In the moonlight, I can make out something else moving, out near that singular red X, and I begin to remember. Sometimes they get through, slipping through cracks between our world and theirs, crawling up from the depths of hell. It isn’t just those squashed pink creatures I witnessed down below. There are more. So many more. A legion of them. “It is one, but it’s also legion,” Charles had said. The skeletons in the great hall. Finn had called them a collection.

And now I understand. On a deep, visceral level, I finally understand. If these things get through, if they really get through, it will be the end of us all.

“It wasn’t the harvest,” a voice beside me whispers.

Flinching, I turn and see someone standing next to me. It’s me, only it isn’t. Isabelle, her hair swept back in an intricate braid, gives me a slow smile. Her dark eyes are smoky and lined with kohl. She also peers through the fence.

“It wasn’t the harvest,” she says. “It’s them.”

“You’re not here,” I say. “I’m dreaming.”

“I’m as here as you are,” she snaps. “And you need to start listening to me. We don’t have long like this. Soon there will be only one of us.”

“What do you mean?” I ask, stealing tentative glances over at her.

“Charlie was giving them the harvest to buy time, to stop them from taking what they really want.”

“What do they want?”

“Those,” she says, pointing to the tessellating darkness, to the creatures moving silently between the trees.

“What are they?”

“The physical manifestations, the Terrible Ones.”
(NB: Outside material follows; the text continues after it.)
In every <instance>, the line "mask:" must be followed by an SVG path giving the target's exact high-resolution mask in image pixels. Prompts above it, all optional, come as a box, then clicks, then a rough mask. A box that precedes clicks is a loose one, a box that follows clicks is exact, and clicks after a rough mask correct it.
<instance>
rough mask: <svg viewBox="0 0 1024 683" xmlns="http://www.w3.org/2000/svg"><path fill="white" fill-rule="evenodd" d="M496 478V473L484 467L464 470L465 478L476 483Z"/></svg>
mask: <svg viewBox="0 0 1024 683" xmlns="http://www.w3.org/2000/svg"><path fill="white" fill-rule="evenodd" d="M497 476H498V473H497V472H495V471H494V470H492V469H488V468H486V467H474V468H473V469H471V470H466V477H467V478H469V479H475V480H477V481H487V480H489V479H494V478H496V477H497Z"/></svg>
I draw back. “Why do they want them?”

“To control, to destroy, to use them as weapons. But they don’t understand. There are so many of them now. Too many. Because we disrupted the cycle. You know all this. Think. Remember.”

It’s all tumbling onto me, through me, in relentless waves—half remembered, half deduced. The black rains, the silphium, Pliny the Elder. But those black rains weren’t just confined to antiquity, were they? No, they’d come again in 1816, in the Year Without Summer when a distant volcano all the way in Indonesia had disrupted the weather patterns, had brought black rains as far away as France. That was 1816, and a few years later Hildegard was founded. That was no coincidence. The black rains brought forth the silphium—the hoopoe’s blood—and the hoopoe’s blood brought forth the monsters.

“They need the silphium to live, don’t they?”